How To Load Data Into MemSQL
Now that MemSQL is up and running, we’ll cover how to load data into the database. This guide covers various ways of loading data into the system. We recommend trying option 1, and if that is not sufficient, trying option 2 then option 3.
- Option 1: Loading from a file
- Option 2: Streaming data using MemSQL Pipelines.
- Option 3: Loading from MySQL
Option 1: Loading Data stored in a file
MemSQL supports standard SQL loading constructs. For instance, after creating tbl_name, run:
LOAD DATA INFILE 'file_name.tsv' INTO TABLE tbl_name FIELDS TERMINATED BY '\t' LINES TERMINATED BY '\n'
Option 2: Streaming Data Using MemSQL Pipelines
Data can be streamed from a variety of sources directly to MemSQL using MemSQL Pipelines. Pipelines currently supports streaming data from the following sources:
- Amazon S3
- Azure Blob
- A Filesystem
You can set up and start running a MemSQL Pipeline using two simple commands:
CREATE PIPELINE my_pipline AS LOAD DATA...
The required arguments for
CREATE PIPELINE are specific to each source. For more information on getting started with the source of your choosing, please see the following Quickstart guides:
- Kafka Pipelines Quickstart
- S3 Pipelines Quickstart
- Azure Blob Pipelines Quickstart
- Filesystem Pipelines Quickstart
Option 3: Loading from MySQL
The popular open source tool
mysqldump is a straightforward way to load data from MySQL into MemSQL. For example, log into a machine running a MySQL database (named
foo in the following examples), and issue the following commands:
$ mysqldump -h 127.0.0.1 -u root --databases foo > foodump.sql
You can also dump specific tables by using the
$ mysqldump -h 127.0.0.1 -u root --databases foo --tables tbl_name > foodump.sql
Since MemSQL is a distributed database, you need to tell MemSQL how to shard the data across the cluster. If all your tables have primary keys, MemSQL will automatically use the primary keys to shard them, so you can skip this next step. Otherwise, you need to open up foodump.sql in your favorite editor and either add shard keys or declare the tables as reference tables (for more details, see How to Port Your Applications to MemSQL.

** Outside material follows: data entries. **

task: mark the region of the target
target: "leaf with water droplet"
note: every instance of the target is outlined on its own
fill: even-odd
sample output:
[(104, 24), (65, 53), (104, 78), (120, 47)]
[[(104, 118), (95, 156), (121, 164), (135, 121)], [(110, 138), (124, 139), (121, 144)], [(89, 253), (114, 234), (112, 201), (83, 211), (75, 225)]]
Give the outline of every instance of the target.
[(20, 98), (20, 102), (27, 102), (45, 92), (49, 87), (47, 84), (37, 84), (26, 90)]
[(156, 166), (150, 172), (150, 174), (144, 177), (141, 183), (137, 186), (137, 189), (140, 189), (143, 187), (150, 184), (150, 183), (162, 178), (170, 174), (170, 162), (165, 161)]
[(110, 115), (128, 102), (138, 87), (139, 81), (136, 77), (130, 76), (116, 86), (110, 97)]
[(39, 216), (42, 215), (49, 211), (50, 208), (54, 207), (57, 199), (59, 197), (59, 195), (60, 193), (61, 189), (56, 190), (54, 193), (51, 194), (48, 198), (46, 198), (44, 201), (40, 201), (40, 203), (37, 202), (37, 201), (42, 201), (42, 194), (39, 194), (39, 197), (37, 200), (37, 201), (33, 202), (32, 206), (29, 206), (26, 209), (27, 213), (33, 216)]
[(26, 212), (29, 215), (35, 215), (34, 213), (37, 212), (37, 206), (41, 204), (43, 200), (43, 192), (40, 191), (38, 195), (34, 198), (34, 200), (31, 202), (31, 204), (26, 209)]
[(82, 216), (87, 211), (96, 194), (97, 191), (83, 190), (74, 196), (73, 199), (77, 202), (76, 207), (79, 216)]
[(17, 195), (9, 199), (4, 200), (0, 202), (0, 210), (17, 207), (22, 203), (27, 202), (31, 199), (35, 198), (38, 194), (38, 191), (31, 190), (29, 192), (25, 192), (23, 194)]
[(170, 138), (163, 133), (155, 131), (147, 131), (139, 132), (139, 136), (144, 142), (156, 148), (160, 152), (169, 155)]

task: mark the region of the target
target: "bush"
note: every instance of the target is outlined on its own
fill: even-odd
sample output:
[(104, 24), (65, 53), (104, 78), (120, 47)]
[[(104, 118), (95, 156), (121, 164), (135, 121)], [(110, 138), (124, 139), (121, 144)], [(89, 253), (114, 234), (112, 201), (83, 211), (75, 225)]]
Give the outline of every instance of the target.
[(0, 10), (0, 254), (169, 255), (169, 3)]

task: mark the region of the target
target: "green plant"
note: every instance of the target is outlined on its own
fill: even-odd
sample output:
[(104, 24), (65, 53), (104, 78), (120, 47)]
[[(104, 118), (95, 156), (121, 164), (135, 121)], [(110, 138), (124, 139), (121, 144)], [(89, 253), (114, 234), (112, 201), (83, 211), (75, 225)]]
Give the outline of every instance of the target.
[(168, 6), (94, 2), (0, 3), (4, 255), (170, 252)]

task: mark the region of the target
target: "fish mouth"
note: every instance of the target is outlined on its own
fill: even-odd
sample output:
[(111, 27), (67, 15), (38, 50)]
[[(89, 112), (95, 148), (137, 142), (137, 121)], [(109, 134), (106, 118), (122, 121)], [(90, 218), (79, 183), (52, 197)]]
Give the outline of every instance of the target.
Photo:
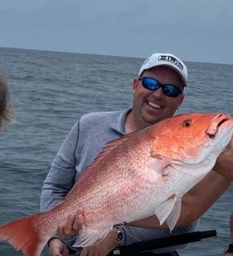
[(231, 118), (231, 117), (228, 114), (219, 114), (216, 118), (214, 118), (207, 130), (205, 131), (206, 136), (211, 139), (214, 139), (218, 130), (222, 128), (222, 125)]

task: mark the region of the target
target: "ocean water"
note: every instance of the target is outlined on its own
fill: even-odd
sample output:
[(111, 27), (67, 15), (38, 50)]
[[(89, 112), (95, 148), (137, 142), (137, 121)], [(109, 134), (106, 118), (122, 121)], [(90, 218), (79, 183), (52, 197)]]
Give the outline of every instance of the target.
[[(17, 123), (0, 133), (0, 224), (39, 211), (42, 182), (82, 114), (132, 105), (132, 82), (142, 61), (0, 47), (0, 72), (8, 78), (17, 112)], [(232, 114), (233, 66), (186, 64), (189, 84), (179, 113)], [(217, 237), (194, 243), (181, 255), (220, 255), (230, 241), (232, 196), (231, 186), (201, 218), (199, 230), (216, 229)], [(0, 256), (5, 255), (21, 254), (1, 243)]]

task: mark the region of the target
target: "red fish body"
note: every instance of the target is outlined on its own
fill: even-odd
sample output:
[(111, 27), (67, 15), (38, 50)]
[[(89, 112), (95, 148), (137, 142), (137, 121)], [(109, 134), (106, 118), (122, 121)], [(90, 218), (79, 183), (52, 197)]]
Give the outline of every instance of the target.
[(110, 142), (61, 203), (1, 226), (0, 239), (25, 255), (38, 256), (78, 209), (83, 209), (85, 227), (76, 246), (105, 237), (115, 224), (155, 214), (171, 230), (182, 196), (211, 170), (232, 131), (229, 115), (189, 114)]

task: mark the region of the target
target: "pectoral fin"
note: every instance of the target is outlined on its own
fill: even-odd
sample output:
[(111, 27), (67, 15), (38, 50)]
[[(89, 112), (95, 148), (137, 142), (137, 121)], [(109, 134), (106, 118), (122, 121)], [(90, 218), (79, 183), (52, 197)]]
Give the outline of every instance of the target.
[(156, 172), (159, 175), (168, 176), (169, 175), (168, 166), (171, 163), (171, 158), (160, 155), (155, 155), (152, 157), (153, 158), (153, 161), (149, 163), (149, 168)]
[(160, 225), (162, 225), (168, 218), (170, 213), (175, 205), (177, 196), (176, 194), (172, 195), (165, 202), (159, 205), (156, 209), (156, 215), (159, 221)]
[(179, 197), (176, 200), (175, 204), (168, 218), (167, 218), (167, 224), (171, 232), (177, 222), (181, 212), (181, 198)]

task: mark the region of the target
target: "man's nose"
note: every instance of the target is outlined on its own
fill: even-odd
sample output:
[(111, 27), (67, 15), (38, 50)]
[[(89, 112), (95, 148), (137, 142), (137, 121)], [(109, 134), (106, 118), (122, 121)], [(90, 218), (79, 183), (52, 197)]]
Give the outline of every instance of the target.
[(163, 97), (165, 95), (162, 92), (162, 87), (159, 87), (158, 90), (153, 92), (153, 94), (156, 96)]

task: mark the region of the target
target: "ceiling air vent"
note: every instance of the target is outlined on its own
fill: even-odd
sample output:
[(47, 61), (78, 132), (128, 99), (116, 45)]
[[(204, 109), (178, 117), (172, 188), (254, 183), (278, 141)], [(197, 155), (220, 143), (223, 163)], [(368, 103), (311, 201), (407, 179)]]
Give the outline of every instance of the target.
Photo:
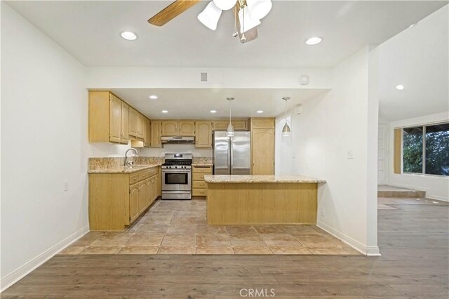
[(208, 81), (208, 73), (201, 73), (201, 82), (207, 82)]

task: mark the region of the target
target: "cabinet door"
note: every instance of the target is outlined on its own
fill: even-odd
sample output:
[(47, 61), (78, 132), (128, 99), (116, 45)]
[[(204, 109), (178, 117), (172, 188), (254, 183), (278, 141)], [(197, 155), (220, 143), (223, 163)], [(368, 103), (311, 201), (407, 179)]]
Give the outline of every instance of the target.
[(149, 124), (149, 119), (145, 117), (144, 119), (145, 124), (144, 126), (144, 138), (143, 138), (143, 146), (145, 147), (149, 147), (151, 145), (151, 126)]
[(139, 184), (131, 185), (129, 192), (129, 218), (133, 222), (139, 216)]
[(177, 121), (162, 121), (162, 135), (163, 136), (177, 136)]
[(274, 119), (251, 119), (251, 128), (274, 128)]
[(179, 121), (179, 135), (180, 136), (194, 136), (195, 135), (195, 121)]
[(121, 102), (121, 143), (128, 144), (129, 140), (129, 106)]
[(147, 208), (148, 204), (148, 179), (139, 183), (139, 214)]
[(212, 122), (196, 121), (195, 147), (212, 148)]
[(162, 147), (161, 143), (161, 124), (160, 121), (151, 122), (151, 140), (149, 146), (152, 147)]
[(274, 130), (251, 131), (253, 175), (274, 174)]
[(138, 137), (138, 122), (139, 112), (134, 108), (129, 107), (129, 135)]
[(144, 138), (145, 135), (145, 117), (138, 112), (138, 124), (137, 124), (137, 136), (139, 138)]
[(109, 93), (109, 141), (121, 141), (121, 100)]

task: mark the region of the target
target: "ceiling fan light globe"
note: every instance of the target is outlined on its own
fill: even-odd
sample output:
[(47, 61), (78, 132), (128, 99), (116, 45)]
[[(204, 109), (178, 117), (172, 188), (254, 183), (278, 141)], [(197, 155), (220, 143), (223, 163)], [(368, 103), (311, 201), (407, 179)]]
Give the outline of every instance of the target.
[[(245, 18), (243, 18), (243, 12), (245, 13)], [(259, 20), (254, 20), (250, 17), (248, 6), (239, 11), (239, 20), (240, 21), (240, 32), (241, 33), (245, 33), (248, 30), (260, 25)]]
[(236, 0), (213, 0), (215, 6), (222, 11), (229, 11), (236, 5)]
[(246, 0), (250, 17), (253, 20), (262, 20), (272, 10), (272, 0)]
[(217, 29), (218, 20), (222, 15), (222, 10), (217, 8), (213, 1), (209, 2), (204, 11), (198, 15), (198, 20), (210, 30)]

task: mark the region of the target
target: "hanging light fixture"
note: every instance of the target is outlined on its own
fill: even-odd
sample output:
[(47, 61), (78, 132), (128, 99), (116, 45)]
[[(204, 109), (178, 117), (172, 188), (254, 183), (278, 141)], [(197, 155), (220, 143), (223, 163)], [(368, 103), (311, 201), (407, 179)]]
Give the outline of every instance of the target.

For instance, suppose foodump.sql contains
CREATE TABLE `users` ( `id` bigint(20) NOT NULL, `username` varchar(11) DEFAULT NULL, `address` varchar(10) );
To make this a valid MemSQL table, consider changing it to
CREATE TABLE `users` ( `id` bigint(20) NOT NULL, `username` int(11) DEFAULT NULL, `address` varchar(10), SHARD KEY(`id`) );
For more information on choosing a shard key, see Primary Key as the Shard Key. Once all your tables have either shard key or primary key declarations, you can run the following on the master aggregator:
mysql -h 127.0.0.1 -u root < foodump.sql
All tables and data from users will now be loaded into MemSQL.